Maybe the easy/lazy fix is just to disable documentation for Capsul v2, since we are abandoning this API anyway?

Environment:

ylep commented 4 months ago

The logs of that hanging Sphinx process are there: https://brainvisa.info/builds/view/branch%205.1/job/cea-5.1-5.3/4426/ (I killed the process manually after about 4 hours)

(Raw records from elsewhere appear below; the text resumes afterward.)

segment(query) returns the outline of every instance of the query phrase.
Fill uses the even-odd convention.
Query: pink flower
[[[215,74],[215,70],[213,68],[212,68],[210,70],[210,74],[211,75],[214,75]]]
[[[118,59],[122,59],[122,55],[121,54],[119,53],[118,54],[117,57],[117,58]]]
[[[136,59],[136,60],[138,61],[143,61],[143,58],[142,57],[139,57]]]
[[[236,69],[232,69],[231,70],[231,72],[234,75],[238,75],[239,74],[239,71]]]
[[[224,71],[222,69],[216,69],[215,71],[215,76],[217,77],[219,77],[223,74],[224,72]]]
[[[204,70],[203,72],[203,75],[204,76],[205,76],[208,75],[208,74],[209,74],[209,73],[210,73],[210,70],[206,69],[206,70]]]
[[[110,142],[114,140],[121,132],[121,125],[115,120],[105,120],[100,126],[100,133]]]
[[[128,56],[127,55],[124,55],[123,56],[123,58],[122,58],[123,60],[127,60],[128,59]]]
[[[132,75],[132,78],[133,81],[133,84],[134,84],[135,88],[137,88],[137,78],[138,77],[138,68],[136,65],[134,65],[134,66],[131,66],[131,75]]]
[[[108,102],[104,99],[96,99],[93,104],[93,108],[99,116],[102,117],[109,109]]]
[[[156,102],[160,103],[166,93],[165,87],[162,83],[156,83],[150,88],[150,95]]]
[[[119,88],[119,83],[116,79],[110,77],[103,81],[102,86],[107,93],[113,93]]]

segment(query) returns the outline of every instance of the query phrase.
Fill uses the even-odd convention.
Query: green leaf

/casa/host/src/capsul/5.1/capsul/study_config/config_modules/somaworkflow_config.py:docstring of capsul.study_config.config_modules.somaworkflow_config.SomaWorkflowConfig.set_computing_resource_password:1: WARNING: duplicate object description of capsul.study_config.config_modules.somaworkflow_config.SomaWorkflowConfig.set_computing_resource_password, other instance in api/study_config, use :noindex: for one of them
/casa/host/src/capsul/5.1/doc/source/api/utils.rst:5: WARNING: No classes found for inheritance diagram

Notebook error:
DeadKernelError in tutorial/capsul_tutorial.ipynb:
Kernel died
make[3]: *** [build_files/capsul/CMakeFiles/capsul-sphinx.dir/build.make:71: build_files/capsul/CMakeFiles/capsul-sphinx] Error 2
make[2]: *** [CMakeFiles/Makefile2:11416: build_files/capsul/CMakeFiles/capsul-sphinx.dir/all] Error 2
make[1]: *** [CMakeFiles/Makefile2:6523: CMakeFiles/doc.dir/rule] Error 2
make: *** [Makefile:303: doc] Error 2
ylep commented 4 months ago

Also, the capsul tests timed out: https://brainvisa.info/builds/view/branch%205.1/job/cea-5.1-5.3/4430/

test_full_wf (capsul.pipeline.test.test_pipeline_workflow.TestPipelineWorkflow) ... ok
test_iter_workflow (capsul.pipeline.test.test_pipeline_workflow.TestPipelineWorkflow) ... 
================================================================================
TIMED OUT (exit code 124)
Finished: FAILURE
denisri commented 4 months ago

Yes I have noticed that docs fail or hang. The behaviour has changed after an update of the casa-distro images, and is linked with version changes in sphinx, nbsphinx, sphinx-gallery and possibly more related packages. However I could not find a version which reliably works now. With some versions notebooks docs fail or hang, and in some others it is sphinx-gallery which causes trouble (as far as I remember). The problem is perhaps on our side however: notebooks or examples run python programs which possibly don't exit cleanly as they import C++ bindings compiled modules. It' quite difficult to track. And it' even a bit worse than that: once a sphinx-gallery doc is built, it is not rebuilt later, so buildings docs may pass, or look being OK, but if we build them from scratch again, it fails.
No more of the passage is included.